Standardizing VOD CDN Backsource Architecture: Issues, Strategies, and Optimizations
The article outlines how a VOD provider standardized its multi‑vendor CDN back‑source architecture by classifying videos as hot or cold, prioritizing fragment‑level pulls, throttling full‑file transfers, implementing real‑time monitoring, decoupling storage buckets, and adding OSIG authentication to reduce latency, bandwidth pressure, and security risks.
Background & Problems
The company has used multiple CDN vendors for video on demand (VOD) services. Different vendors have varying back‑source mechanisms, line capacities, and storage models (full‑mirror vs. image storage). When traffic is switched or a dedicated line recovers, the upstream line and UPOS origin experience high pressure. Vendor back‑source strategies are often opaque, making fault diagnosis and remediation inefficient.
Case Study of Back‑source Failure
During a failure, several vendor lines experienced sudden bandwidth spikes. Lack of fine‑grained line monitoring and inability to perform CDN traffic throttling (to avoid avalanche effects) resulted in slow fault localization and mitigation.

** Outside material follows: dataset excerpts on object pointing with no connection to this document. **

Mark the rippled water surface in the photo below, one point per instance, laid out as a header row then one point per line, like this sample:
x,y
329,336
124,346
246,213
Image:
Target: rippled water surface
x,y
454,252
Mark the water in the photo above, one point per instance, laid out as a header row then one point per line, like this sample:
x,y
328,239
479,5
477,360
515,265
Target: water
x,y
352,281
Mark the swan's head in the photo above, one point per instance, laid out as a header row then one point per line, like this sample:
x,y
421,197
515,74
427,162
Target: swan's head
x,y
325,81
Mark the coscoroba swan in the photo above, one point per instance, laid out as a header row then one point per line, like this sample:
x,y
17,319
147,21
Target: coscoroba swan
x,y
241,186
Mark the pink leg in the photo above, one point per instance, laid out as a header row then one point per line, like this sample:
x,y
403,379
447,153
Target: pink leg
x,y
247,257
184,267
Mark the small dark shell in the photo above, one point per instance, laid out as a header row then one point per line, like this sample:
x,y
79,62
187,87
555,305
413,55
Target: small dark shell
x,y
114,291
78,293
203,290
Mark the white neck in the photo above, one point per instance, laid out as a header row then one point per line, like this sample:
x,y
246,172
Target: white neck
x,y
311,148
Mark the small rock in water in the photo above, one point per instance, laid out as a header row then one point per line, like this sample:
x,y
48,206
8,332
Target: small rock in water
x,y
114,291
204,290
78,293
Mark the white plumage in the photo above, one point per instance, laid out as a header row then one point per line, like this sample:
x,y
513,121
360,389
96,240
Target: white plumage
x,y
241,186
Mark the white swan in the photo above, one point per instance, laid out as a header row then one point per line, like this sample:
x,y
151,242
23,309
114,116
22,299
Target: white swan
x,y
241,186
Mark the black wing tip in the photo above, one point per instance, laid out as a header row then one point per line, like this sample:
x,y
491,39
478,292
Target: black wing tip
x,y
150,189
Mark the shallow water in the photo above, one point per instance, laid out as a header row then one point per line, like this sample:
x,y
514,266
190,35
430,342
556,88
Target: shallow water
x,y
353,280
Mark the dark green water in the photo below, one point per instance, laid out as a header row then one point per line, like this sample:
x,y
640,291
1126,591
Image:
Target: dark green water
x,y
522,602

Back‑source Architecture Analysis
Two common back‑source patterns were identified:
After a user requests a fragment, the system waits for the entire file to be fetched from the origin before returning the fragment, causing playback delay.
When fetching a fragment, the whole file is synchronously pulled, dramatically increasing back‑source bandwidth and stressing the origin.
Optimization方案
The proposed standardization includes:
Prioritize synchronous fragment back‑source to reduce playback latency.
Statistically assess fragment request frequency to classify video files as hot or cold.
For hot files, perform full‑file synchronous pull to reduce repeated fragment bandwidth.
For cold files, queue full‑file back‑source for off‑peak download, avoiding peak‑time pressure.
Apply flow‑control throttling on full‑file downloads.
In extreme line outages, stop asynchronous full‑file back‑source and proactive distribution, ensuring synchronous fragment back‑source continues over the public network.
Monitoring Dependency Optimization
Designed real‑time monitoring of vendor back‑source strategies and bandwidth classification, enabling rapid identification of abnormal back‑source types and eliminating the “black‑box” nature of vendor policies.
Commercial CDN Storage Bucket Scheme
Decoupling CDN from storage introduces two benefits: (1) leveraging dedicated line and gateway capacity for seamless vendor switching during CDN failures, and (2) reducing business costs while improving traffic‑shifting efficiency. The solution includes bucket‑based handling for full‑mirror vendors, resource demand estimation for line capacity, temporary storage, and gateway requirements, and coordinated resource expansion with procurement and network teams.
Back‑source Security Optimization
Introduced OSIG authentication to protect origin servers. While CDN and public‑network authentication use UPSIG, exposing the origin’s public address poses security risks. OSIG adds an extra signature on CDN back‑source, separating CDN authentication from origin authentication and safeguarding the origin.
Conclusion & Outlook
The back‑source standardization effort spanned several months, iteratively evolving to address numerous challenges. The solution is now partially implemented and moving toward the expected goals. Future work will continue to optimize resources from an operations perspective, aiming for more stable and reliable VOD CDN services.